I agree with Padraigb.  If his figures are close to the mark, this rental is making you money.  Don't focus on the fact that you are having to subsidise the mortgage every month: about €600 per month is coming off the capital of the loan so every month you're buying back a bit more of the property for yourself.  

If this subsidy is causing you financial strain then that's a different story.  You're investing in property each month and if you don't have the disposable income to do that, you have to consider that also.


----------



## pingin2 (15 Oct 2013)

Thanks very much for the replies Padraig and LD.
The subsidy isn't really causing any financial strain and up to now we haven't had too much hassle with letting the property or with tenants .
So ,in your opinions, should I hold on to the property ,as is, for now, and deal with the future in the future.
Thanks again


----------



## Steven Barrett (15 Oct 2013)

pingin2 said:


> Thanks very much for the replies Padraig and LD.
> The subsidy isn't really causing any financial strain and up to now we haven't had too much hassle with letting the property or with tenants .
> So ,in your opinions, should I hold on to the property ,as is, for now, and deal with the future in the future.
> Thanks again



If you read the first half of this thread, it's sell, sell, sell. 

If you read the second half of the thread, it's keep, keep, keep.


----------



## Brendan Burgess (15 Oct 2013)

SBarrett said:


> If you read the first half of this thread, it's sell, sell, sell.
> 
> If you read the second half of the thread, it's keep, keep, keep.



You make it sound as if we are inconsistent. This is what I said 



> as he already has a house, but if he has a cheap tracker, it  might be worth keeping.
> 
> If he has a SVR mortgage, probably get rid of it.



When he turned out to have a cheap tracker, it seems right to keep it.


----------



## pingin2 (15 Oct 2013)

Would it make sense to use the 30,000 to further reduce the capital if I'm keeping the property ?
Thanks again to everybody who took the time to reply.


----------



## huskerdu (16 Oct 2013)

pingin2 said:


> Would it make sense to use the 30,000 to further reduce the capital if I'm keeping the property ?
> Thanks again to everybody who took the time to reply.



If you save the €30K you earn interest
If you pay if off the mortgage, you save by paying less interest. 

Your tracker rate is low but the interest rate that you could earn on the €30K is also low, and was reduced even further by the increase in DIRT. 

I have not done an analysis which will make you more money in the long term, but my back of the envelope estimate is that the difference between the two approaches is very small. 

The advantage of not paying off the mortqage, is that you keep control of the €30K in case you need it for something else.

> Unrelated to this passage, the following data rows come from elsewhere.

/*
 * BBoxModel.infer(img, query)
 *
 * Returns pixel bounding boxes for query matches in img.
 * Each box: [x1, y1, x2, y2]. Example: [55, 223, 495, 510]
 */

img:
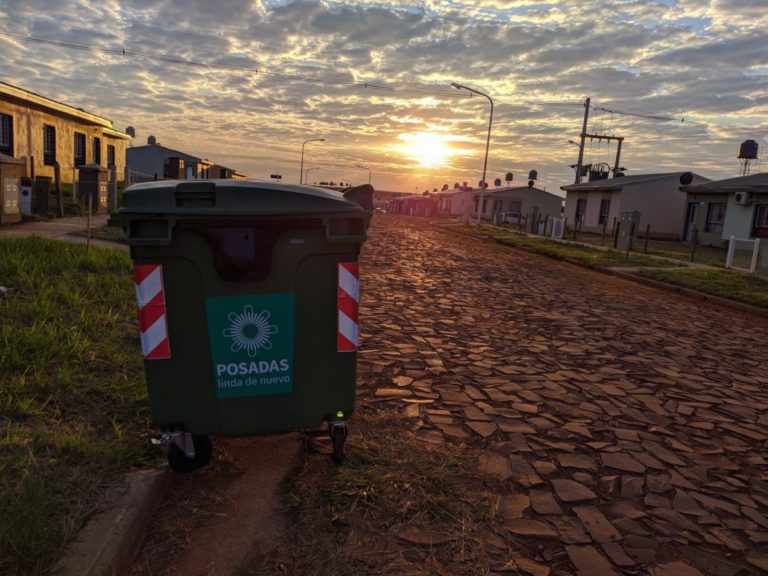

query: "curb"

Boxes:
[57, 470, 170, 576]
[604, 268, 768, 318]
[431, 224, 768, 318]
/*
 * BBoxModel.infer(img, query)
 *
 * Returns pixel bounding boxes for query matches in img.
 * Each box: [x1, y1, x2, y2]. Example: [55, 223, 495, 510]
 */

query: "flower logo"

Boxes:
[222, 306, 277, 358]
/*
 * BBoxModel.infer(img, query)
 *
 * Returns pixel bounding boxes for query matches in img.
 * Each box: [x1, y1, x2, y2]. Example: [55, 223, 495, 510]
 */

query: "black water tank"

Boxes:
[738, 140, 757, 160]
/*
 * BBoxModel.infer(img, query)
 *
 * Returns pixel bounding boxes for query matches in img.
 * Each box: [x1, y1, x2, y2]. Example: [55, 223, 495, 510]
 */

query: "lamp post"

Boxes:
[299, 138, 325, 184]
[451, 82, 493, 228]
[304, 166, 320, 184]
[357, 164, 372, 184]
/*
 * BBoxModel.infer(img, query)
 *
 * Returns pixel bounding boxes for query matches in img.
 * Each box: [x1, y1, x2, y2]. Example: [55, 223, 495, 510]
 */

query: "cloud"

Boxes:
[0, 0, 768, 190]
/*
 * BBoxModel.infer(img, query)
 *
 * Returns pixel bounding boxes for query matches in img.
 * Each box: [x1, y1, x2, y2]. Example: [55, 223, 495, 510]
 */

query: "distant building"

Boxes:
[473, 186, 563, 222]
[560, 172, 709, 239]
[126, 136, 214, 181]
[126, 136, 248, 181]
[389, 194, 438, 218]
[0, 82, 130, 183]
[680, 173, 768, 246]
[208, 164, 248, 180]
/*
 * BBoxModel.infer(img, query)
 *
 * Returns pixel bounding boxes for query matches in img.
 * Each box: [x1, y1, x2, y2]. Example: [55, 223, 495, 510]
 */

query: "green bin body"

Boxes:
[110, 180, 372, 435]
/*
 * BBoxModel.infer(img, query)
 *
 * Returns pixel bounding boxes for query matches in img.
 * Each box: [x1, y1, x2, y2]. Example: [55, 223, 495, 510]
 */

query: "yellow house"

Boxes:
[0, 82, 131, 183]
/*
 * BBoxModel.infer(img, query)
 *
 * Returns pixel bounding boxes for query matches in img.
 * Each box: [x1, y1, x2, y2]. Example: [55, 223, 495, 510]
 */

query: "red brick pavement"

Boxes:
[360, 215, 768, 576]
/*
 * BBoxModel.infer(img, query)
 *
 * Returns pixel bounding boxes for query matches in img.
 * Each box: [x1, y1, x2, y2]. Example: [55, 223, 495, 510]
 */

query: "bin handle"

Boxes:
[125, 218, 175, 246]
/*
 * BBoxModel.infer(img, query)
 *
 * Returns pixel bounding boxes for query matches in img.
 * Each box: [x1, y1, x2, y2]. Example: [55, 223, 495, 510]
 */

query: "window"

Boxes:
[704, 202, 725, 234]
[93, 138, 101, 164]
[597, 199, 611, 224]
[0, 114, 13, 156]
[752, 204, 768, 238]
[576, 198, 587, 222]
[74, 132, 85, 166]
[43, 124, 56, 164]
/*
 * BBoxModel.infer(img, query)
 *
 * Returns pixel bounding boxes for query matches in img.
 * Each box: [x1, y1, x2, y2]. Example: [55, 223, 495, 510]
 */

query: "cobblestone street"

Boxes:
[359, 214, 768, 576]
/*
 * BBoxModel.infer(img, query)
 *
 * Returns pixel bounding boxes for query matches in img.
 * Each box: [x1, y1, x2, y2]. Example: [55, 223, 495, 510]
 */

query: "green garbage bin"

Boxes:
[110, 180, 373, 472]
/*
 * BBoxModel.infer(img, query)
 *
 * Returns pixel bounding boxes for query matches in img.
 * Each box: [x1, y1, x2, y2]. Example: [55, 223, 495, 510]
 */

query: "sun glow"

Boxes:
[397, 132, 458, 168]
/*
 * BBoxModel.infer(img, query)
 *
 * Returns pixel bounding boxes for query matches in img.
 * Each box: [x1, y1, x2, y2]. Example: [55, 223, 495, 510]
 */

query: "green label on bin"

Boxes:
[205, 294, 294, 398]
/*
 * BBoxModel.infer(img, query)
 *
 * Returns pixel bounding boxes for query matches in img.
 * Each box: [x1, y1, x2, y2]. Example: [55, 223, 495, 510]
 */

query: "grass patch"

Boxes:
[443, 223, 673, 268]
[239, 405, 519, 576]
[567, 231, 727, 268]
[635, 269, 768, 308]
[70, 226, 128, 245]
[0, 237, 156, 576]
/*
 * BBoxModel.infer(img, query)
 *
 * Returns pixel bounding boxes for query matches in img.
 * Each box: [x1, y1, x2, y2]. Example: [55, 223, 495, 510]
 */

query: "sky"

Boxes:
[0, 0, 768, 195]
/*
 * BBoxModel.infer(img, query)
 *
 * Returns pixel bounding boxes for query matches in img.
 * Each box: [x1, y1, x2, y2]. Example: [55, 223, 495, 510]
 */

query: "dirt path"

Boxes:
[134, 216, 768, 576]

If you pay it off the mortgage, you lose this.


----------



## pingin2 (16 Oct 2013)

Thanks huskerdu. 
You sum it up well . I can do without the money however I'm not really sure that if I want to put it all into the property either.


----------



## Bronte (17 Oct 2013)

huskerdu said:


> my back of the envelope estimate is that the difference between the two approaches is very small.
> 
> The advantage of not paying off the mortqage, is that you keep control of the €30K in case you need it for something else. If you pay it off the mortgage, you lose this.


 

I agree that if the difference is small the OP is better off keeping the 30K.


----------